Closed xmh0511 closed 1 year ago

xmh0511 commented 1 year ago

Full name of submitter (unless configured in github; will be published with the issue): Jim X

Consider this example:

#include <iostream>
struct A
{
    int a;
    auto operator <=>(const A& other)
    {
        return a <=> other.a;
    }
};

int main()
{
    A x{ 1 };
    A y{ 1 };
    auto r = x < y;
}

For the relation operator <, [over.match.oper] p3.4.1 says:

For the relational ([expr.rel]) operators, the rewritten candidates include all non-rewritten candidates for the expression x <=> y.

[over.match.oper] p3.4.2 says:

For the relational ([expr.rel]) and three-way comparison ([expr.spaceship]) operators, the rewritten candidates also include a synthesized candidate, with the order of the two parameters reversed, for each non-rewritten candidate for the expression y <=> x.

That is, the candidates are:

auto A::operator<=>(A&, const A&) // rewritten candidate for x < y, named F1
auto A::operator<=>(A&, const A&) // reversed rewritten candidate for y<=>x, named F2

Even though such two rewritten candidates are sourced from the same one, however, [over.match.best.general] p2.9 explicitly says:

Given these definitions, a viable function F1 is defined to be a better function than another viable function F2...

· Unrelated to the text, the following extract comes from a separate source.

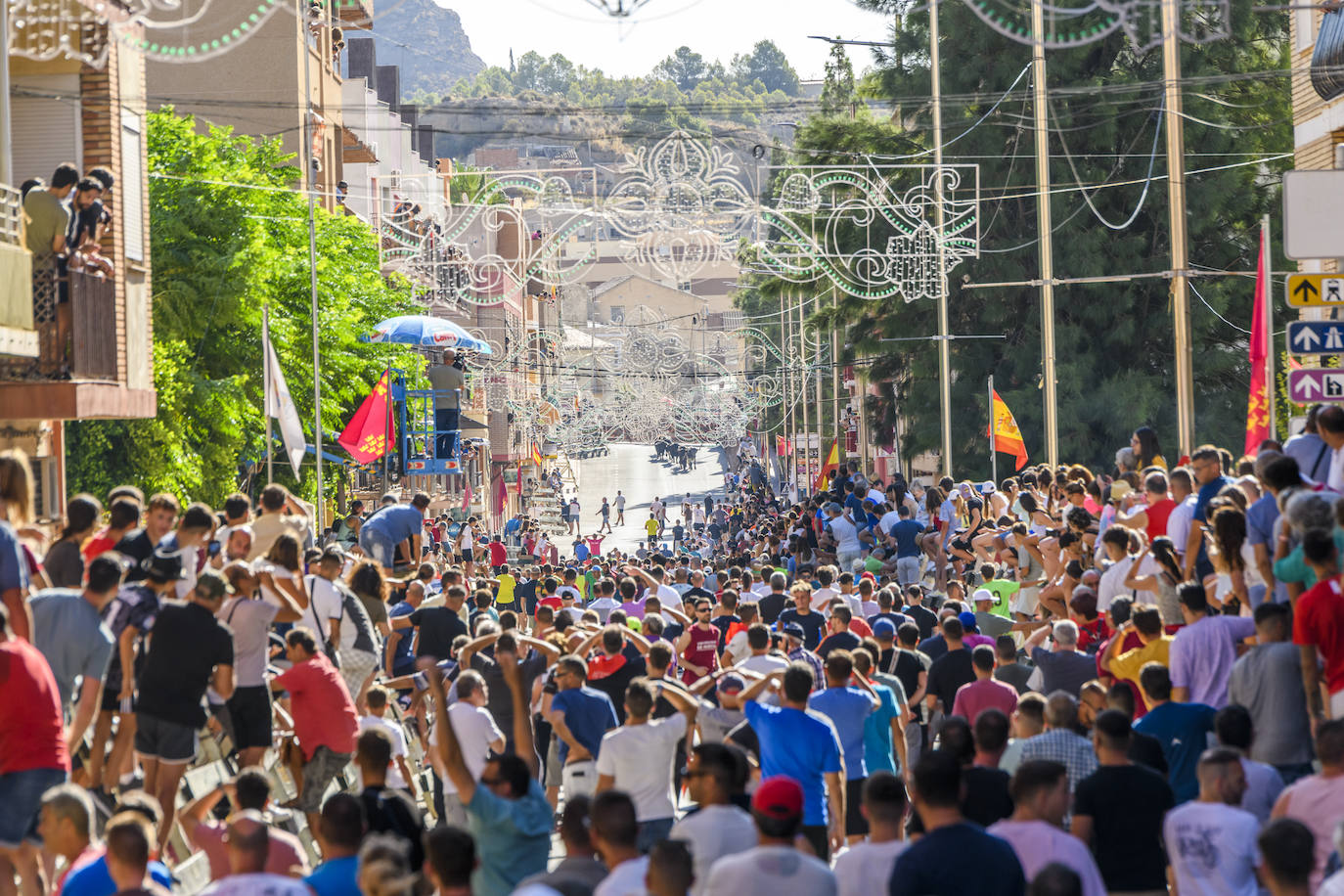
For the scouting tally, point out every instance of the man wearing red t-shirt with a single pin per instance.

  • F1 and F2 are rewritten candidates, and F2 is a synthesized candidate with reversed order of parameters and F1 is not

That means, F1 trumps F2 anyway when F1 and F2 are both viable candidates. However, Clang says:

:15:16: error: ISO C++20 considers use of overloaded operator '<' (with operand types 'A' and 'A') to be ambiguous despite there being a unique best viable function [-Werror,-Wambiguous-reversed-operator]

GCC says:

:15:18: error: C++20 says that these are ambiguous, even though the second is reversed:

If I didn't miss something, it seems there is no wording in the current standard that says so. https://godbolt.org/z/1faqzTEE3

xmh0511 commented 1 year ago

y <=> x finds auto operator <=>(A&, const A&), so the reversed version is auto operator <=>(const A&, A&)

For the first argument, from x to A& and x to const A&, the ICS of F1 trumps F2, for the second argument, from x to const A& and x to A&, the ICS of F2 trumps F1, so there are ambiguous.